The big breakthrough behind the new model lies in how the images are generated. The first version of DALL-E used an extension of the technology behind OpenAI’s language model GPT-3, to generate images by predicting the next pixels in the image as if they were words in a sentence. This works, but not very well. “It’s not a magical experience,” Altman said. “It’s amazing that it works.”
Instead, the DALL-E 2 uses something called a diffusion model. Diffusion models are neural networks trained to clean up images by removing pixelation noise added during training. The process involves taking an image and changing a few pixels in it at a time, through many steps, until the original image is erased and you’re left with random pixels. “If you do this a thousand times, the final image looks like you pulled the antenna cable out of the TV — it’s just snow,” says Björn Ommer, who works on generative artificial intelligence at the University of Munich in Germany and helped build the Diffusion models that now support stable diffusion.
The neural network is then trained to reverse the process and predict what a less pixelated version of a given image would look like. The upshot is that if you give a diffusion model a mess of pixels, it tries to generate something cleaner. Plug the cleaned image back in and the model will produce a cleaner image. Do this enough times and the model can take you from TV snowflakes to high-resolution pictures.
AI art generators will never work exactly the way you want them to. They often produce horrible results, resembling distorted works of art at best. In my experience, the only way to really make a composition look good is to add the descriptor at the end, with a style that looks good.
~ Eric Carter
The trick with text-to-image models is that the process is guided by a language model that tries to match cues to images generated by the diffusion model. This pushes the diffusion model towards images that the language model considers a good match.
But these models don’t pull connections between text and images out of thin air. Most text-to-image models today are trained on a large dataset called LAION, which contains billions of pairs of text and images collected from the internet.

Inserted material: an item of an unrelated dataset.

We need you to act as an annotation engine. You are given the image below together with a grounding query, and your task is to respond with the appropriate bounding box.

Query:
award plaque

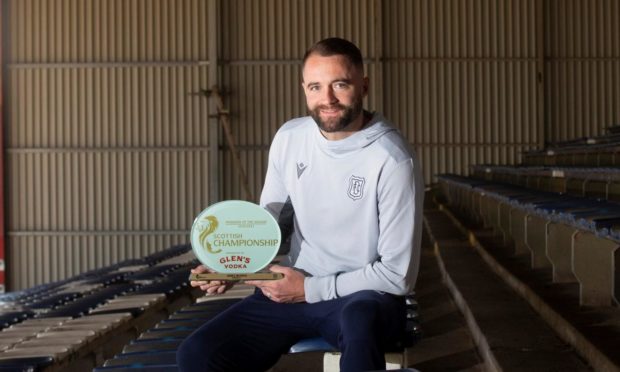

This means that the image you get from a text-to-image model is a distillation of the world presented online, distorted by prejudice (and pornography).
One last thing: There is a small but important difference between the two most popular models, the DALL-E 2 and the Stable Diffusion. DALL-E 2’s diffusion model is suitable for full-size images. Stable diffusion, on the other hand, uses a technique called latent diffusion, invented by Ommer and his colleagues. It works on a compressed version of an image encoded in a neural network in a so-called latent space, where only the essential features of the image are preserved.
This means that stable diffusion requires less computing power to work. Unlike DALL-E 2, which runs on OpenAI’s powerful servers, Stable Diffusion can run on (good) personal computers. The explosion of creativity and the rapid development of new applications is due in large part to the fact that Stable Diffusion is open source—programmers are free to change it, build on it, and make money from it—and is lightweight enough for people to run at home.
redefine creativity
For some, these models are a step toward general artificial intelligence, or AGI — an overhyped buzzword referring to future artificial intelligence with general-purpose or even human-like abilities. OpenAI has always been clear about its goal of achieving AGI. For this reason, Altman doesn’t care that DALL-E 2 now competes with a plethora of similar tools, some of which are free. “We’re here to make AGI, not image generators,” he said. “It will fit into a broader product roadmap. It’s a small element of what AGI is going to do.”